Meditation is the Marie Kondo of the Mind
I love that Marie Kondo – the Japanese guru of “tidying up” – is having her moment. I went through my Kon-Mari phase a few years ago, when her book came out, and now it feels like way more people are busy asking themselves, as they sift through every keepsake and pair of shoes they own: “Does it spark joy?”
Meditation is like Marie Kondo for the mind. Like the Kon-Mari method, it is a rigorous practice of calming, seeing, and sifting.
First, meditation is something you do deliberately – maybe not for a whole weekend as Kondo does, but not while you’re doing other stuff either. You make time, take it seriously, and go methodically, one breath at a time. You don’t “tidy up” by maniacally jumping from item to item, and you don’t meditate well by flitting from practice to practice, meta-meditating (e.g. “Do I like this meditation? Maybe I’ll try another one.”), and trying to do too many things at once.
Second, as with Marie Kondo, meditation invites you to look closely and carefully at what’s in front of you. You try to look, if not entirely objectively, then at least somewhat dispassionately at whatever’s coming up.
A lot of time, that’s just the breath, rolling in and out. But quite often, your “stuff” comes up as much in meditation as it does in a Marie Kondo tidy-up. Oh, look, here’s some story I’ve told myself that I’m not worth my lover’s attention. Here’s the thing I love most in the world. Here’s what it feels like to take another breath.
Good, bad, or indifferent, everything gets (ideally) the same level of loving, wise attention. No need for judgment – OMG why did I ever buy that sweater; oh god I can’t believe I said that to this person. Just, here it is, here’s what’s up.
And then finally, the question: does it spark joy? Not “I have to hang onto this thing, my great aunt gave it to me thirty years ago.” “Not “I don’t like to throw things away.” Just asking, in the present moment, if this thing is still bringing your joy.
Likewise with meditation. In the present moment, as you’re seeing that thought, belief, or habit: is this helpful to me? Is it true? Do I need to hold onto this?
Like physical objects kept long after their last sparks of joy have been extinguished, I’ve held onto mental objects that may or may not have served me in the past, but have definitely outlived their usefulness. Whose life I’d rather lead. What success looks like. What people like or don’t like about me. Whether or not any of these ruminations were once useful, they’re definitely just mental clutter now.
Just like that shirt I liked twenty years ago but haven’t worn since the Obama administration, that opinion I had twenty years ago about who I’m supposed to be in the world is outdated, outmoded, and taking up space.
There are some important differences, though.
First, one of the central features of the Kon-Mari method is that you do it all at once. Kondo says her method doesn’t work if you do it piecemeal. You have to make the time, and then dive in.

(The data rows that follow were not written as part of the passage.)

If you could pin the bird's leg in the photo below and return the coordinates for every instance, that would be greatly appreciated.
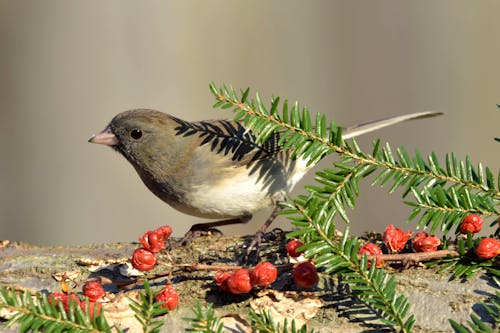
(197, 229)
(257, 239)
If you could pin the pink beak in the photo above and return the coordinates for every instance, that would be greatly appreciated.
(106, 137)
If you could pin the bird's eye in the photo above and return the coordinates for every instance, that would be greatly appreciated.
(136, 133)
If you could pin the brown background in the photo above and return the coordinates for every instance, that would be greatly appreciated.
(67, 67)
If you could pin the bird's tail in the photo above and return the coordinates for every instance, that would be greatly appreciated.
(374, 125)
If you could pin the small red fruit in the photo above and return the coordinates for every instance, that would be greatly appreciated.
(305, 275)
(292, 246)
(263, 274)
(64, 299)
(220, 278)
(93, 290)
(488, 248)
(239, 282)
(425, 243)
(153, 241)
(93, 307)
(471, 223)
(395, 239)
(143, 259)
(169, 297)
(164, 231)
(372, 249)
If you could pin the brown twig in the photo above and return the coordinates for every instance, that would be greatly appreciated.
(416, 257)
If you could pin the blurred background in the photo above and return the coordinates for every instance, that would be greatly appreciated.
(67, 67)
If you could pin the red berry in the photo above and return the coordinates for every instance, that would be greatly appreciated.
(263, 274)
(153, 241)
(63, 298)
(292, 246)
(488, 248)
(425, 243)
(239, 282)
(395, 239)
(220, 278)
(471, 223)
(143, 259)
(372, 249)
(93, 290)
(93, 306)
(305, 275)
(164, 231)
(169, 297)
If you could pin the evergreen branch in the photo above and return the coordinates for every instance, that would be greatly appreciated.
(147, 309)
(205, 321)
(257, 118)
(444, 195)
(373, 286)
(36, 313)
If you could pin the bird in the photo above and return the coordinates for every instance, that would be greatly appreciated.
(214, 169)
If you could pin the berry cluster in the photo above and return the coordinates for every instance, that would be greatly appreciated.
(243, 280)
(153, 241)
(396, 239)
(169, 297)
(92, 290)
(488, 247)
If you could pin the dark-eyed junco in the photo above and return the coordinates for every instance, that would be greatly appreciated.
(212, 169)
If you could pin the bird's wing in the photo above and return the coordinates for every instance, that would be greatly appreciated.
(231, 139)
(239, 146)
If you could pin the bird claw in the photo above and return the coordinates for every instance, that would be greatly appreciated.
(251, 250)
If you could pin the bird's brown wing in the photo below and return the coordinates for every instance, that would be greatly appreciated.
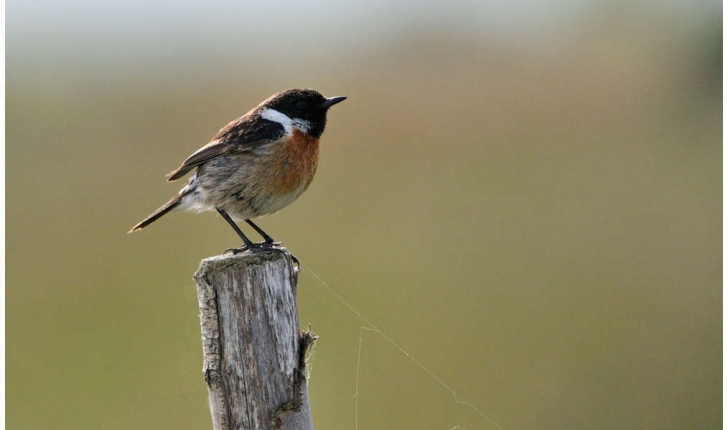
(240, 135)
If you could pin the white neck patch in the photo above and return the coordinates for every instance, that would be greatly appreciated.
(287, 122)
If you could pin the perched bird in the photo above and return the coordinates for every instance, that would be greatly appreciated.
(255, 165)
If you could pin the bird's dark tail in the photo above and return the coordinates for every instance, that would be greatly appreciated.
(173, 203)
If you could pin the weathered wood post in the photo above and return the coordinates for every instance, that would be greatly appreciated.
(254, 352)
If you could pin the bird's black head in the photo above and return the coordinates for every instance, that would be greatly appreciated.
(304, 108)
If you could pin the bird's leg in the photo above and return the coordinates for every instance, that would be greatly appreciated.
(247, 243)
(267, 239)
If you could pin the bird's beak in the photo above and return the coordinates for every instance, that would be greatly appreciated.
(332, 101)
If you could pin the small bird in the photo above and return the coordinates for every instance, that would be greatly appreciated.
(256, 165)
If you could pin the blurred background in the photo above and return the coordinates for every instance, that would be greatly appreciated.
(524, 195)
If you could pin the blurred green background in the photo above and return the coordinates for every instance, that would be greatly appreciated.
(526, 196)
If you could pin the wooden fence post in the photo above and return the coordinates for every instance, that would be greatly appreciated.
(254, 352)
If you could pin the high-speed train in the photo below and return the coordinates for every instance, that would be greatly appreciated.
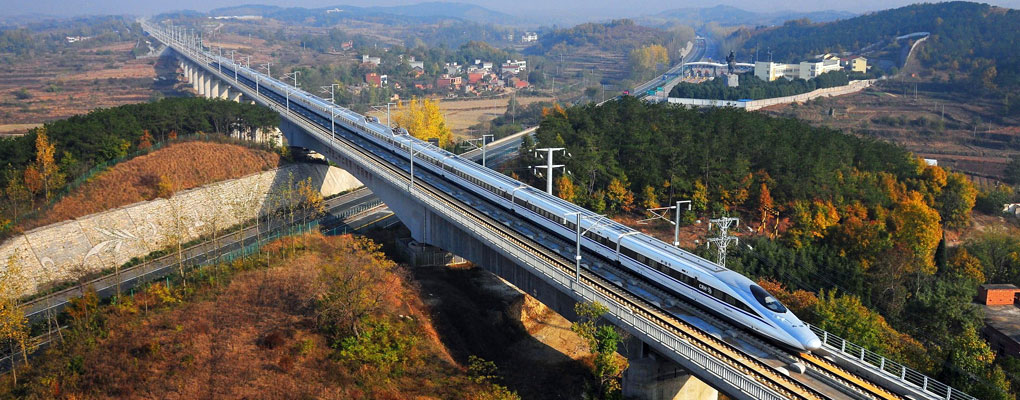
(713, 288)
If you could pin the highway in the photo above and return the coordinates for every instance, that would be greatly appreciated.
(701, 48)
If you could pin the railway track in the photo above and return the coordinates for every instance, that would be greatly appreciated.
(763, 373)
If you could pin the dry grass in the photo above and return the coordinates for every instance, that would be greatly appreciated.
(255, 338)
(186, 165)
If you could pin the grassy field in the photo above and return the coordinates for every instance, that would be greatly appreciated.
(462, 114)
(137, 180)
(49, 87)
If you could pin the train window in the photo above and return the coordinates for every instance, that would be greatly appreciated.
(766, 299)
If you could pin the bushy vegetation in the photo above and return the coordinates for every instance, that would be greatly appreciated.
(753, 88)
(38, 166)
(271, 326)
(857, 221)
(971, 39)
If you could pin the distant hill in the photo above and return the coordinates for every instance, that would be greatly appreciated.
(728, 15)
(616, 36)
(968, 40)
(420, 12)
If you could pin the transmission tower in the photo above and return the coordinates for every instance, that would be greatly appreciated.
(724, 240)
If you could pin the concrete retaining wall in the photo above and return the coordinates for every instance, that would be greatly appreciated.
(62, 251)
(752, 105)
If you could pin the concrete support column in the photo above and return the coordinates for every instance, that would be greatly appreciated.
(655, 378)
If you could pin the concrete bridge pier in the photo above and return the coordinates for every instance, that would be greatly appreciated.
(653, 377)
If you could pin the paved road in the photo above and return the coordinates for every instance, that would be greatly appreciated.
(500, 150)
(673, 73)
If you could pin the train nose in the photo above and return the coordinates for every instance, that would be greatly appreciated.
(813, 343)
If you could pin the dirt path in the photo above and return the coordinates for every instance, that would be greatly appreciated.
(476, 313)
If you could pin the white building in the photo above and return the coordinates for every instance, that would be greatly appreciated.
(365, 59)
(769, 71)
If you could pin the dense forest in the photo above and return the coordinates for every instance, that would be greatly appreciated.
(39, 165)
(968, 39)
(856, 222)
(752, 87)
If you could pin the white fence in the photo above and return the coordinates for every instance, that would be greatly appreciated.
(751, 105)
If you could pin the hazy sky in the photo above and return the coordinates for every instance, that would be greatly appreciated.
(593, 8)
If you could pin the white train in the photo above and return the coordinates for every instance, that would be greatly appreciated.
(720, 291)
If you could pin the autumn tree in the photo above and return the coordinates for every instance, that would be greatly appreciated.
(355, 283)
(765, 205)
(916, 229)
(145, 143)
(565, 188)
(49, 175)
(965, 265)
(650, 199)
(15, 192)
(34, 183)
(311, 199)
(618, 196)
(13, 325)
(424, 120)
(956, 200)
(648, 58)
(603, 341)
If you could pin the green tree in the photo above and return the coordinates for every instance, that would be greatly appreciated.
(603, 341)
(956, 200)
(1012, 172)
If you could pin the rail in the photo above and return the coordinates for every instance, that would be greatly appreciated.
(888, 367)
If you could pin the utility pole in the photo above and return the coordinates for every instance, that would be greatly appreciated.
(579, 217)
(660, 213)
(235, 66)
(485, 140)
(549, 165)
(724, 240)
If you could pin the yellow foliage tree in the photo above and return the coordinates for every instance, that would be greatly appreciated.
(650, 199)
(699, 199)
(917, 230)
(565, 189)
(13, 325)
(46, 165)
(647, 58)
(423, 119)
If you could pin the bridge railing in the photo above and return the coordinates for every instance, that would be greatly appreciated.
(888, 367)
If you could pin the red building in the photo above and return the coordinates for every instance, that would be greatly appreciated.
(997, 294)
(373, 79)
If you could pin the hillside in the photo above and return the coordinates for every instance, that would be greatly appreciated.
(319, 317)
(177, 166)
(857, 220)
(967, 39)
(728, 15)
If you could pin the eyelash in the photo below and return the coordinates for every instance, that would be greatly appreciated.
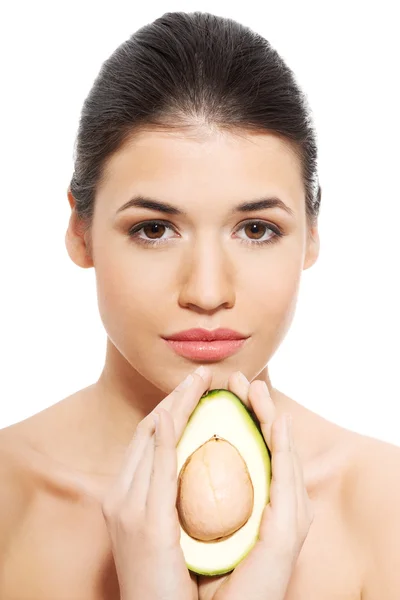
(134, 231)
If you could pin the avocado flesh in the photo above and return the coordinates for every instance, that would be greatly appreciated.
(221, 413)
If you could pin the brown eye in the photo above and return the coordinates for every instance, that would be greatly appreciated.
(255, 231)
(154, 230)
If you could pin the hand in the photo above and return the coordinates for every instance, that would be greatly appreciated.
(139, 509)
(265, 572)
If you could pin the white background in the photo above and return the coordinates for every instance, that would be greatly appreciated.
(341, 357)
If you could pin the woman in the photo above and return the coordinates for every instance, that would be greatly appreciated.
(195, 197)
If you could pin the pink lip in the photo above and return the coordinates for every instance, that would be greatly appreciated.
(205, 345)
(206, 335)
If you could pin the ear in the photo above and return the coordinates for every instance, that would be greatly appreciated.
(77, 238)
(313, 246)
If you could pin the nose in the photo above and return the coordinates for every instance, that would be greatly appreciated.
(207, 282)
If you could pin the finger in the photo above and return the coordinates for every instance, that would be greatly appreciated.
(185, 400)
(282, 509)
(163, 484)
(305, 509)
(133, 456)
(239, 385)
(139, 488)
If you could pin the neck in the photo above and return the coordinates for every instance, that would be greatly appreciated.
(124, 397)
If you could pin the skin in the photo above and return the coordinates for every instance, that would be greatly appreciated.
(59, 466)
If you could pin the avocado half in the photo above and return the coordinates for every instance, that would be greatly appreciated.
(221, 413)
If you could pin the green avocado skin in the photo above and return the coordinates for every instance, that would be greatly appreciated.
(216, 392)
(212, 395)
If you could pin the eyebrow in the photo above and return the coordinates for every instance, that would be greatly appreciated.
(169, 209)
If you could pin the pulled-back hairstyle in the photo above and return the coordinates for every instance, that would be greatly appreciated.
(185, 70)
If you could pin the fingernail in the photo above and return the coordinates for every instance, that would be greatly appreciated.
(266, 388)
(186, 382)
(201, 371)
(156, 419)
(243, 378)
(288, 426)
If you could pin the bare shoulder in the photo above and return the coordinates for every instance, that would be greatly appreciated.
(373, 504)
(16, 486)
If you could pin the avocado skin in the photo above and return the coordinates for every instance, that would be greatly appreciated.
(212, 394)
(217, 391)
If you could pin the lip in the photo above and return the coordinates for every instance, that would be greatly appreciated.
(205, 345)
(206, 335)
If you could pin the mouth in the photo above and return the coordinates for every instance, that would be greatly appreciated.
(205, 345)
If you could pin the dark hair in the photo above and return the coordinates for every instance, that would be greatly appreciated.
(182, 70)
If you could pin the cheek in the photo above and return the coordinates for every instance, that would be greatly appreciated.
(130, 292)
(272, 290)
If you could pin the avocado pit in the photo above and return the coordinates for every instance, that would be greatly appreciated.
(215, 492)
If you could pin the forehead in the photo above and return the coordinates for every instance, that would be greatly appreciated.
(208, 163)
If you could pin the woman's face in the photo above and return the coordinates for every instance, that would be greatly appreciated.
(203, 262)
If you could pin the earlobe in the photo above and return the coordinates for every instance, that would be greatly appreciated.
(77, 238)
(313, 246)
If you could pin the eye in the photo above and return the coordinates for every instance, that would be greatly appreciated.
(151, 232)
(259, 232)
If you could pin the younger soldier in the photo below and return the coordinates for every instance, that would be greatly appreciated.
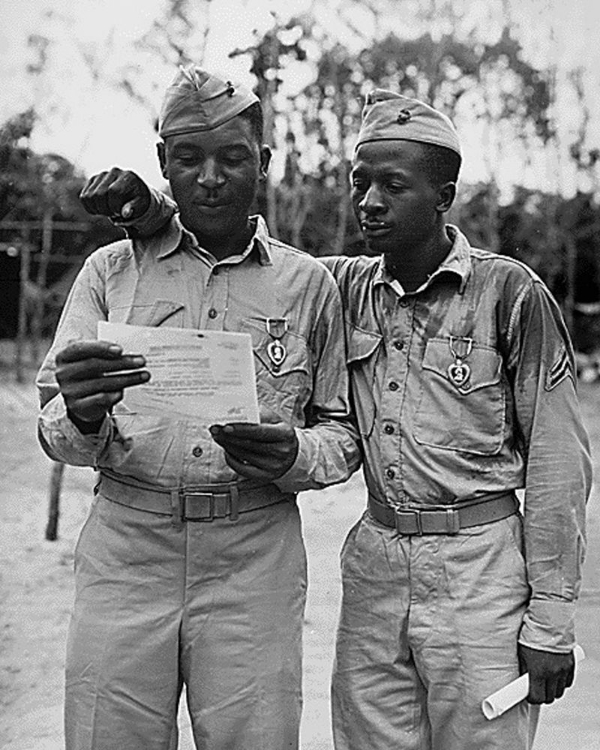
(463, 384)
(191, 567)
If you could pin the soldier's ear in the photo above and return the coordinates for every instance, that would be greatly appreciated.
(265, 160)
(446, 196)
(162, 158)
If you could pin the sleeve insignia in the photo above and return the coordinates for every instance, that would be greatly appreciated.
(561, 369)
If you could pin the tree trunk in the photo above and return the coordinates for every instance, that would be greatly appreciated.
(56, 477)
(24, 265)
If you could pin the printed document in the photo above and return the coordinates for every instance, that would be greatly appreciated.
(206, 376)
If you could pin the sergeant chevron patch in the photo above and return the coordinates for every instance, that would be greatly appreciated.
(560, 370)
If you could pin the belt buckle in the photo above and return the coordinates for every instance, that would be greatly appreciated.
(211, 506)
(415, 515)
(452, 521)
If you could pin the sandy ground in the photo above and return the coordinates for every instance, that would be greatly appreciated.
(36, 592)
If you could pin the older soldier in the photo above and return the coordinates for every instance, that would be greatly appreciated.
(191, 567)
(463, 383)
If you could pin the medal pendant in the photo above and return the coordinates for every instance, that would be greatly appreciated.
(277, 352)
(459, 373)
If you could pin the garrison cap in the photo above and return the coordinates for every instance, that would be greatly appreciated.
(388, 116)
(197, 100)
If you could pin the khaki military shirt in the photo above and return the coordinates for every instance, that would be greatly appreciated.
(168, 280)
(432, 435)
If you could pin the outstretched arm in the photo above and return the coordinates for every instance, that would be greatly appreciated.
(123, 197)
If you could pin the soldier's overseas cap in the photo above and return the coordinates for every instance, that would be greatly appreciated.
(389, 116)
(197, 100)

That’s not necessarily true for meditation. Sure, a dedicated meditation retreat can be an astonishingly productive, life-changing effort. But it’s often out of reach for most people – and even on a retreat, no one goes through everything in their mental closet and completes the task all at once. It just doesn’t work that way. The mind isn’t the same as a closet.
Second, while Marie Kondo diminishes the value of tidying up a little bit at a time, there’s obvious value in tidying up the mental mess even just a smidge. You can see this yourself: just do one of 10% Happier’s one-minute meditations (try one of mine!) and chances are you’ll notice the difference before and after. Of course, that impact won’t last for the rest of your life, but it can make an appreciable difference in your day, and over time, the days turn into weeks turn into years turn into your life.
Lastly, not every valuable mental object sparks joy. Some thoughts keep us safe. Some habits keep us secure. And some are just part of who we are, even if they don’t seem to do much of anything at all. The Kon-Mari test is too tough for the thoughts and feelings in your mind. If you tried to throw out every thought that didn’t spark joy, you’d be a thoughtless, immoral nincompoop. Sometimes the most important thoughts are the difficult ones.
Despite these (and other) differences, I think it’s helpful to approach meditation as “tidying up” the mind and heart. It demystifies what can sometimes seem like a mysterious process. It’s a helpful way to relate to the ups and downs of meditation practice. And if I can approach my meditation with just a fraction of Marie Kondo’s infectious joy, I’ll be all tidied up in no time.
Dr. Jay Michaelson has been teaching meditation for fifteen years in secular, Buddhist, and Jewish communities. Jay is a journalist on CNN Tonight and at Rolling Stone, having been a weekly columnist for the Daily Beast for eight years. Jay was also an editor and podcast host for Ten Percent Happier for four years. He's an affiliated professor at Chicago Theological Seminary. Jay’s eight books include "The Gate of Tears: Sadness and the Spiritual Path" and the brand new "Enlightenment by Trial and Error".